Le préfet de la MRC de la Haute-Yamaska, Paul Sarrazin, ne s'emballe pas. Le maire de Sainte-Cécile-de-Milton croira que la ministre a pris une décision lorsqu'elle l'appellera pour le lui dire. «Des rumeurs, ça fait trois ans que j'en entends, a-t-il lancé. La ministre a mon numéro de téléphone. Pour l'instant, je n'ai pas eu de coup de fil.»
La Ville de Bromont réclame depuis février 2006 de quitter la MRC de la Haute-Yamaska pour joindre celle de Brome-Missisquoi.
Rencontres
Le 3 février, le préfet a reçu la visite du sous-ministre adjoint de Nathalie Normandeau. «Je pense que la ministre lui a donné une commande, mentionne Paul Sarrazin. Nous avons discuté du dossier. Depuis, je n'ai pas eu de nouvelles.»
Le sous-ministre a aussi rencontré le maire de Granby, Richard Goulet, le préfet de la MRC de Brome-Missisquoi, Arthur Fauteux et la mairesse de Bromont, Pauline Quinlan.
«Le sous-ministre nous a dit que le dossier était sur le point d'être réglé», soutient Mme Quinlan, qui a logé un appel au MAMR, hier matin, afin de savoir quand une réponse lui serait rendue. La mairesse n'avait toujours pas eu de confirmation au moment de l'entrevue téléphonique avec La Voix de l'Est.
Richard Goulet a quant à lui fait savoir que le sous-ministre lui avait révélé la date possible où l'annonce officielle pourrait être faite. «C'est une date approximative, dit-il. Je ne peux pas la répéter. Mais je peux vous dire que ce n'est pas à longue échéance.»
Le sous-ministre lui a mentionné qu'il devait rédiger le rapport de ses rencontres du 3 février et le déposer à la ministre pour l'aider à prendre une décision.

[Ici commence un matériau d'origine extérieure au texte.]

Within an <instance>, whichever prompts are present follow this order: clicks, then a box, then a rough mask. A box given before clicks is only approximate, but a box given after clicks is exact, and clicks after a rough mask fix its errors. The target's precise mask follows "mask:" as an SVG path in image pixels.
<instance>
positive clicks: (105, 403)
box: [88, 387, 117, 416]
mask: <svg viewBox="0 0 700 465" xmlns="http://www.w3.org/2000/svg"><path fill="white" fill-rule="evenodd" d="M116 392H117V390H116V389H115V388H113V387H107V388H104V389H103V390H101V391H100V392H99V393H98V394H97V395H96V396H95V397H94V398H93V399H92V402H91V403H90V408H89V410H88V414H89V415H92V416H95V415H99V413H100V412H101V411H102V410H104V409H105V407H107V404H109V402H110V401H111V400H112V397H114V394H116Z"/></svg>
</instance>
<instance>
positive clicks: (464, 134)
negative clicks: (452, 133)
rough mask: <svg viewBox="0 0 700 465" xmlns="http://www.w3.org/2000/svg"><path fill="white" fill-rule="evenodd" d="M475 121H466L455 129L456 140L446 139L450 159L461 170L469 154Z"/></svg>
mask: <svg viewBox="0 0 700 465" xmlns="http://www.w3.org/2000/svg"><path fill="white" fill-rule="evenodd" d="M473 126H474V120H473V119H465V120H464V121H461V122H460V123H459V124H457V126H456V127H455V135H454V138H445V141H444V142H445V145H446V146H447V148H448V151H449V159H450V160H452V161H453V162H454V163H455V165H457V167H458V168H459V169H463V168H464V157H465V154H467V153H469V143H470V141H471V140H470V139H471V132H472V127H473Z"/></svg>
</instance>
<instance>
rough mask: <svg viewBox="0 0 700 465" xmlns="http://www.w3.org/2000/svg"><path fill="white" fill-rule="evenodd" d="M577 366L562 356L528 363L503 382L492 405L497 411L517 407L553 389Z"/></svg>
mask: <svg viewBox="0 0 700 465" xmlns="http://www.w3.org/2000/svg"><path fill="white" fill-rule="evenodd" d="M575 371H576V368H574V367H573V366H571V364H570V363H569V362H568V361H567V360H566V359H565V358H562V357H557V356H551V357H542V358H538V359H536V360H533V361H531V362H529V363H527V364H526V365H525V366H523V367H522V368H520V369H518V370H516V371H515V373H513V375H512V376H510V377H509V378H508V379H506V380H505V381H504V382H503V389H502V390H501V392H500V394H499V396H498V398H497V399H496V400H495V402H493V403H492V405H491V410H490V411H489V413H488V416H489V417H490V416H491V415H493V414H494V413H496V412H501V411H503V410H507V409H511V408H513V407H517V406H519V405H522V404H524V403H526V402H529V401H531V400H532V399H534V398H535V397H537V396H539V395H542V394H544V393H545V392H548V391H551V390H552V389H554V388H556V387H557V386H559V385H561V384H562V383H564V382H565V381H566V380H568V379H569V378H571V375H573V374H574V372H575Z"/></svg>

Le maire de Granby ignore la réponse que livrera la ministre Normandeau. «Mais je ne vois pas de raison que ce soit autre chose que le statu quo, confie-t-il. Si la réponse est autre, la ministre aura des explications à donner. J'accepterai cette décision si l'intégralité du territoire de Granby est intacte.»
Le maire de Cowansville, Arthur Fauteux, n'a pas voulu discuter de sa rencontre avec le sous-ministre. «Je ne suis pas en mesure de commenter, a-t-il affirmé. C'est une réflexion très privée.» Quand la ministre rendra-t-elle sa décision? «J'en ai une idée, mais je ne peux pas la partager», dit-il. Avez-vous reçu un appel de la ministre récemment? «Non», lance-t-il.
En trois ans, cette visite du sous-ministre était la première, confirment Arthur Fauteux et Paul Sarrazin.